There has been a lot of media coverage in the last few days of the return to England, after 800 years, of what is alleged to be a bone fragment from Thomas Becket, the medieval Archbishop of Canterbury who was murdered in his own cathedral in 1170. The relic is thought to have been obtained by two clergy who were present in Canterbury Cathedral when Thomas Becket’s body was reburied in 1220 and his tomb opened, and who took it with them to back to their native Hungary.

Becket was made Archbishop by his close friend, Henry II. The friendship unravelled when Becket defended the church in disagreements with the king. On 29 December 1170 four knights killed Becket, believing that the king wanted him out of the way. It is unclear whether Henry actually directly ordered the murder or not.
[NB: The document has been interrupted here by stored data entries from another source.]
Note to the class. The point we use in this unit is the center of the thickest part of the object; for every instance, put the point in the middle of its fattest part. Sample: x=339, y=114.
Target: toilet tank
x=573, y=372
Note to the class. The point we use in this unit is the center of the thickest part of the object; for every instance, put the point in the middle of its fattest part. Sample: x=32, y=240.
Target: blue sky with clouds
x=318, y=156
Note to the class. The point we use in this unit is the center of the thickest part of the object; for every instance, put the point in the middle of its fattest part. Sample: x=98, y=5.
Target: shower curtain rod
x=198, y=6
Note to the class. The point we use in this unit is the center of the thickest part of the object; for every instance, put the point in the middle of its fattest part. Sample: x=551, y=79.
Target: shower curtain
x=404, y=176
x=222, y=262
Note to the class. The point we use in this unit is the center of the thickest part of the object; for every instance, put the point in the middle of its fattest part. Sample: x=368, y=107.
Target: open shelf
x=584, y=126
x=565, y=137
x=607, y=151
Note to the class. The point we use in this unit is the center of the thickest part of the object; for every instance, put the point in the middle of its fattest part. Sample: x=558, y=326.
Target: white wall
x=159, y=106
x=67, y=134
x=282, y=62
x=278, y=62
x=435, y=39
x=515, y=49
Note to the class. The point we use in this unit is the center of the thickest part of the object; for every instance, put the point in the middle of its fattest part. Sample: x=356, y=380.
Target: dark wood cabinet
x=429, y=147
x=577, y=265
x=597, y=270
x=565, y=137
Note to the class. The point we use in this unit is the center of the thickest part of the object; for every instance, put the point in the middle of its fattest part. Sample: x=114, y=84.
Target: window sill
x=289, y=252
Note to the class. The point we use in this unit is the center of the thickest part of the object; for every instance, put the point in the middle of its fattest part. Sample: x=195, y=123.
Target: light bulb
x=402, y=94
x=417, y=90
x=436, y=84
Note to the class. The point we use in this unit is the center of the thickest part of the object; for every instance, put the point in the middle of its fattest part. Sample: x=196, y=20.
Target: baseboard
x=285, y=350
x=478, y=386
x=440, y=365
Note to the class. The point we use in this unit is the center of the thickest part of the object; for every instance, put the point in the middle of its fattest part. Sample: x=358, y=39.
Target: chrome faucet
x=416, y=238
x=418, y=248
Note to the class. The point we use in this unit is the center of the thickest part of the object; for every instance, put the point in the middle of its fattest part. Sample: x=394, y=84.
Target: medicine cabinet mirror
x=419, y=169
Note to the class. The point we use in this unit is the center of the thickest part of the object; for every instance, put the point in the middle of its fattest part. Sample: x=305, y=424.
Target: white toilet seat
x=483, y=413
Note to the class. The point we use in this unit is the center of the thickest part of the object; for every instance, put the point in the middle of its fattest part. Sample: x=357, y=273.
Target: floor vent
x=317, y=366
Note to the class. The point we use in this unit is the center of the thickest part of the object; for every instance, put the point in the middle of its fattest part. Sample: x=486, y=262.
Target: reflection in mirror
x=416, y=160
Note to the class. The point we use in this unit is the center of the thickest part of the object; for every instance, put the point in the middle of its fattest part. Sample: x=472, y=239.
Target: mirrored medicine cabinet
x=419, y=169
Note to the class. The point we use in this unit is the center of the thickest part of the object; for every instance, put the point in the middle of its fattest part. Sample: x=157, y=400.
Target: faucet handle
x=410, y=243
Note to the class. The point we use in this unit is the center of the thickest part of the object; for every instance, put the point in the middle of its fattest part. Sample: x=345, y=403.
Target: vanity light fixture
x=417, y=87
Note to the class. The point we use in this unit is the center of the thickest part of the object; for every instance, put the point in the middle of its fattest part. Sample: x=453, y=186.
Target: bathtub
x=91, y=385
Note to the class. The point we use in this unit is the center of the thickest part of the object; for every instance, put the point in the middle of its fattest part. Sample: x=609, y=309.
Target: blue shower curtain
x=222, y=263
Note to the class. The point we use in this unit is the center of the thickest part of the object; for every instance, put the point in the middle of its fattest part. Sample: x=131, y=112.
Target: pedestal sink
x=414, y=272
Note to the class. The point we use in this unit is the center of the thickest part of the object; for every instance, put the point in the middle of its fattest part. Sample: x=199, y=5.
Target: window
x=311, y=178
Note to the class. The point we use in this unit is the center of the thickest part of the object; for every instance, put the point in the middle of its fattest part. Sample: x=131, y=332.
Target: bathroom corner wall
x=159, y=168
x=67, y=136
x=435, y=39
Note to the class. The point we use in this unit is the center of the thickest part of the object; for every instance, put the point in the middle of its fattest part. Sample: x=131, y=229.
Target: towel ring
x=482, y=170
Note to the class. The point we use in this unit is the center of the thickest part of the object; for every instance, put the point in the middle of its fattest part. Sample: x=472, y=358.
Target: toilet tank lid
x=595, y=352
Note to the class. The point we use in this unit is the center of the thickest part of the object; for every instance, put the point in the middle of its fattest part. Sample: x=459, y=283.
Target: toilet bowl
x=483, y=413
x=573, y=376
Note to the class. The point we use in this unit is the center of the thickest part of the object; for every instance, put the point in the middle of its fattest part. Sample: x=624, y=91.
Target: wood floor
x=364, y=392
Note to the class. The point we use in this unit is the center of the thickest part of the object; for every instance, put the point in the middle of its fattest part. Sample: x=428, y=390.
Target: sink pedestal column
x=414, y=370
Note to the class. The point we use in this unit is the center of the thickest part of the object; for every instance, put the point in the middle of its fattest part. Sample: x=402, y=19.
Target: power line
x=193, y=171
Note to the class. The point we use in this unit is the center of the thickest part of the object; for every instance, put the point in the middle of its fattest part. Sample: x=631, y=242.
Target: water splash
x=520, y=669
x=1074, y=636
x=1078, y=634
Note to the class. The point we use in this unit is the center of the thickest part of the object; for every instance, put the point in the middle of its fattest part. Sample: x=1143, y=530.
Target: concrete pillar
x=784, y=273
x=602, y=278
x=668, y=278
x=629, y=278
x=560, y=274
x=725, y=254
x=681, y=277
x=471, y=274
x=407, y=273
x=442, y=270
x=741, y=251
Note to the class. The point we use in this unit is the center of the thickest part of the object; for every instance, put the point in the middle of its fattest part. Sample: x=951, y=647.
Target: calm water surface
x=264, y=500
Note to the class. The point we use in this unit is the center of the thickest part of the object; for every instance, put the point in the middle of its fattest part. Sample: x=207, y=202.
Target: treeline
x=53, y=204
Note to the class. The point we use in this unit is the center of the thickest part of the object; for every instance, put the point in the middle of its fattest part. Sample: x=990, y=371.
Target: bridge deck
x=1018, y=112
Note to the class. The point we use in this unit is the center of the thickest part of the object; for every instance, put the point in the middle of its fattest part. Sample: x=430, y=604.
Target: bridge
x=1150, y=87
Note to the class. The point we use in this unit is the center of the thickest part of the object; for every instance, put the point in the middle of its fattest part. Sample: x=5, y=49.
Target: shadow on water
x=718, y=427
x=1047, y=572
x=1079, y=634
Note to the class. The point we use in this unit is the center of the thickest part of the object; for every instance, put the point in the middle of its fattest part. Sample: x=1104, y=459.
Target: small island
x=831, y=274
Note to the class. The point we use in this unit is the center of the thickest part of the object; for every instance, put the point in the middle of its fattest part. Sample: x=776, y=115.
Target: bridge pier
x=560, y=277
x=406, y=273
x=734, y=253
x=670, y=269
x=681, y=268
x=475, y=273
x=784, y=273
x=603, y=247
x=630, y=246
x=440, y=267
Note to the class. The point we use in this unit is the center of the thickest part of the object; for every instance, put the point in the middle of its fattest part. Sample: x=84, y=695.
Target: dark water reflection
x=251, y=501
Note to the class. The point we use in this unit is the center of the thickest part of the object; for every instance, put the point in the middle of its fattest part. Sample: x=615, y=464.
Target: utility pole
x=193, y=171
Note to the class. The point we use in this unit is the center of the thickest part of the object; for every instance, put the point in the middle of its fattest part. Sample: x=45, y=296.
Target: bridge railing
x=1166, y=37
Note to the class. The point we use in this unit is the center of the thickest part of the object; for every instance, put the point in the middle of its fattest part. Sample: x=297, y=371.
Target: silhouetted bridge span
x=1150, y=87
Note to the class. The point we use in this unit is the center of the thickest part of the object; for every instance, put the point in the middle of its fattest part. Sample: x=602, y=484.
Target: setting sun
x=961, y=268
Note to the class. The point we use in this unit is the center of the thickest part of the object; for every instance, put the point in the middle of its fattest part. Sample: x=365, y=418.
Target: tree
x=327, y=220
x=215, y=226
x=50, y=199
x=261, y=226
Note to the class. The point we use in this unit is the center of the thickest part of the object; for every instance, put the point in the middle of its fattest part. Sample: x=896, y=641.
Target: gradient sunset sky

Becket was made a saint and his shrine in Canterbury Cathedral became a focus for pilgrimage, until it was completely destroyed during the Reformation.

The first exhibition on which I ever worked was to display the Becket Casket in Canterbury Cathedral. It is a beautiful Limoges enamel reliquary, pictured below, made shortly after Becket’s death to contain his relics (now lost), owned by the V&A and loaned to Canterbury for a short period in 1997.


There is no way of proving if the Hungarian relic is actually is a fragment of Thomas Becket, but nevertheless it’s a fascinating reminder of the man and the period.